Issues of incomplete data, acquisition transparency, and problematic taxonomies are topics that arguably span both Archival Ethics and AI Ethics. The bias of major Machine Learning datasets like Imagenet is something that has been widely criticised, leading to debates over collection methodologies and consent. At the same time, in the past decade, many museums have undertaken mass digitisation efforts, producing large amounts of digital data. This event will look at how both digital collections and digital datasets bring up similar ethical themes such as:

  • The traces of often troublesome histories of taxonomy in the ways we categorise and classify digital data today
  • The subtle and not-so-subtle ways bias is embedded in image descriptions
  • Complexities of automating dataset/catalogue auditing (for example moving beyond keyword searches for finding and amending euphemistic, racist or sexist catalogue descriptions or data.)
  • Terms & Agreements: rethinking open access, collecting and consent from source-communities
  • The (human) labour involved in creating and maintaining digital data.
  • The ethical implications of using digital heritage as training data for Machine Learning.

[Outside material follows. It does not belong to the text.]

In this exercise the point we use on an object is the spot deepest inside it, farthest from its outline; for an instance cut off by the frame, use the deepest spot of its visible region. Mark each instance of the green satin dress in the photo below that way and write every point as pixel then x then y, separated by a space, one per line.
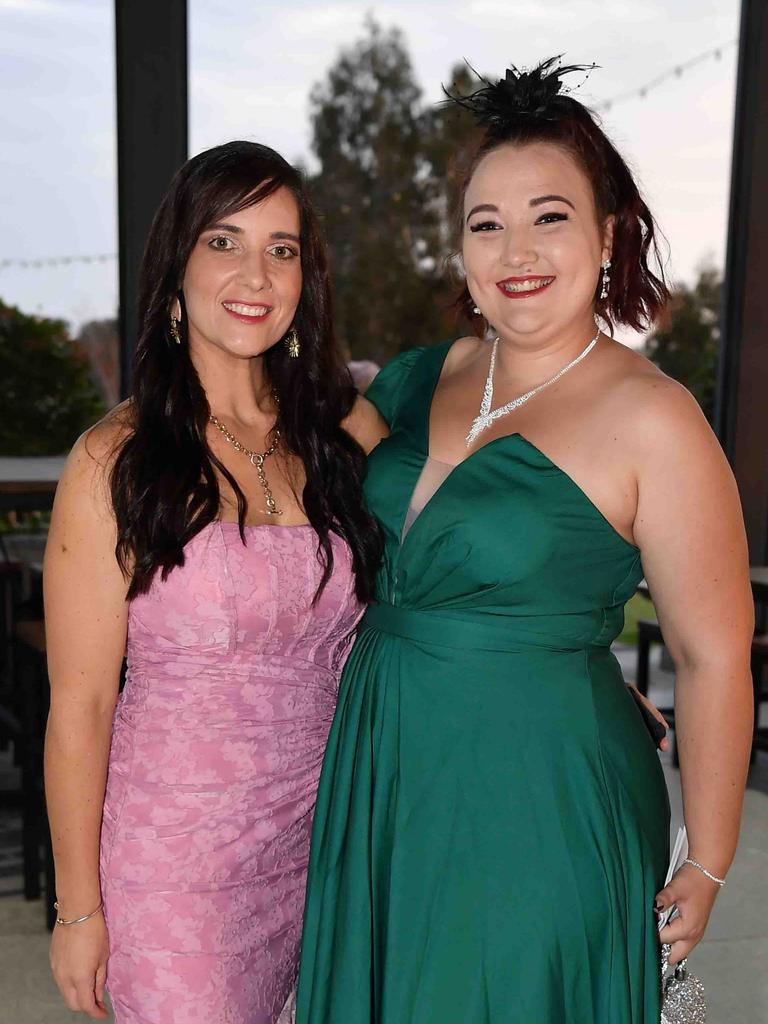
pixel 492 821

This event will include two presentations, a workshop, and an open discussion:

  • Artist Aarati Akkapeddi will present their current creative exploration of the V&A’s collection and speak about the connections they find between datasets, collections and archives in their own practice.
  • Researcher Ananda Rutherford will discuss her work on Transforming Collections: Reimagining Art, Nation and Heritage at the Decolonising Arts Institute, UAL.
  • Artist Anna Ridler will lead a hands-on workshop looking at several canonical computer vision datasets. This workshop will try to shed light on what has gone into training recent large language models (obscured and opaque). Participants will start to build their own datasets, concentrating on words that are difficult to define, images that are hard to classify and languages that no longer exist.